Jang Dong Gun and Kate Bosworth star in "The Warrior's...

Jang Dong Gun and Kate Bosworth star in "The Warrior's Way," a modern martial arts western. Credit: Kristy Griffin

The Spaghetti Western is revived as a Ramen Noodle Western with the wild, wacky "The Warrior's Way," a genre mash-up that never quite achieves "so very bad it's good" status.

It's Cowboys vs. Ninjas in this fantastical exercise in martial arts magical un-realism. But Korean swordsman Jang Dong Gun has a simmering charisma and a great hair stylist. And the thing is played for laughs, or was edited for laughs after the studio realized what writer-director Sngmoo Lee had delivered.

Jang plays an assassin who has all but wiped out a rival clan. Then, a cute baby stops him in his tracks, and he saves it and flees to the West - the Old West - to hide.

He ends up in Lode, "The Paris of the West," essentially the dusty leftover sets from "The Book of Eli," augmented by more green-screen landscapes than "300" and "Sin City" put together. Our assassin ends up running a Chinese laundry.

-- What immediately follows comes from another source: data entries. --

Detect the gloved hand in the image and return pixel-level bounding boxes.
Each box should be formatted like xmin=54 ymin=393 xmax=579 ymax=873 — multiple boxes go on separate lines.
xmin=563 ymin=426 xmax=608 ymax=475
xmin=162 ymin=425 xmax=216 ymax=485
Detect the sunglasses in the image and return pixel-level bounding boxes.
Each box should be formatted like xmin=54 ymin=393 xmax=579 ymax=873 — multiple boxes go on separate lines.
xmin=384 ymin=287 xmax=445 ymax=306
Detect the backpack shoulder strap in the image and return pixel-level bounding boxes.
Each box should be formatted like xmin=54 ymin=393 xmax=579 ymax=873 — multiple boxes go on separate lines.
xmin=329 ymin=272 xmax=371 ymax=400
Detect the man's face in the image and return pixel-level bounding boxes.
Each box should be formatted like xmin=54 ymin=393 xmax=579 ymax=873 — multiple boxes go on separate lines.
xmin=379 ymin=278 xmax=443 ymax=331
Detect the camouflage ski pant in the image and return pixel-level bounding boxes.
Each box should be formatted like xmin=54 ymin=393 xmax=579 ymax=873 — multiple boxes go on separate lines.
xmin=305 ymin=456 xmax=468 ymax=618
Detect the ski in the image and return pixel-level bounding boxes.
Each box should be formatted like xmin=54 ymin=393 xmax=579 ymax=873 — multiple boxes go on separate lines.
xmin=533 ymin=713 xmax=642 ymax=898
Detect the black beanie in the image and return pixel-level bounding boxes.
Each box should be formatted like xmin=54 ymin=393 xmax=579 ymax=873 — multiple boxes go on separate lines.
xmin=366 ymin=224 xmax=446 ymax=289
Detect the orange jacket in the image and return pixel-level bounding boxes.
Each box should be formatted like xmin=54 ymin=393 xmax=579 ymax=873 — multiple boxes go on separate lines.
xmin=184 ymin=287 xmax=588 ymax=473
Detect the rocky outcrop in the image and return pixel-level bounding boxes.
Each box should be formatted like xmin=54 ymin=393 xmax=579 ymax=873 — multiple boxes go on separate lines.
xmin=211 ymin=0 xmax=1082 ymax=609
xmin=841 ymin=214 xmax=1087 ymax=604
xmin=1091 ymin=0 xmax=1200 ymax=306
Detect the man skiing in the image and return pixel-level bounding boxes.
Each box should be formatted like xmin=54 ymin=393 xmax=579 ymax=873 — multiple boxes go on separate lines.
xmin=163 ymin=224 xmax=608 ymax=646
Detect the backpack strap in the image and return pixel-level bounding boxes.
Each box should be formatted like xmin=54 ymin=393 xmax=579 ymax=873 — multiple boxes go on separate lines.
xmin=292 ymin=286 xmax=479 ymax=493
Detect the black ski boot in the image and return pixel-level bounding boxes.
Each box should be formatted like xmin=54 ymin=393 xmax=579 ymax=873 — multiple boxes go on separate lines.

The fetching Lily, a girl with a tortured past - she literally was tortured - shows the new fellow she calls "Skinny" around Lode, which is peopled with circus folk who hope the Ferris wheel they haven't quite finished will bring the town back to life. Lily, by the way, is played by eye candy Kate Bosworth, drawling as though she's auditioning for a dinner theater tour of "Steel Magnolias."

Oscar winner Geoffrey Rush, who may very well get another nomination for his work in "The King's Speech," is slumming here as the town drunk, and a not-very-amusing one at that.

The action bits are stylized and kind of cool, and the charismatic Jang pulls them off with aplomb.

Yeah, it's nuts. No, it's not that much fun. Action comedy, Asian sword-slasher pic or martial arts mystical mumbo jumbo, this warrior never quite finds his way.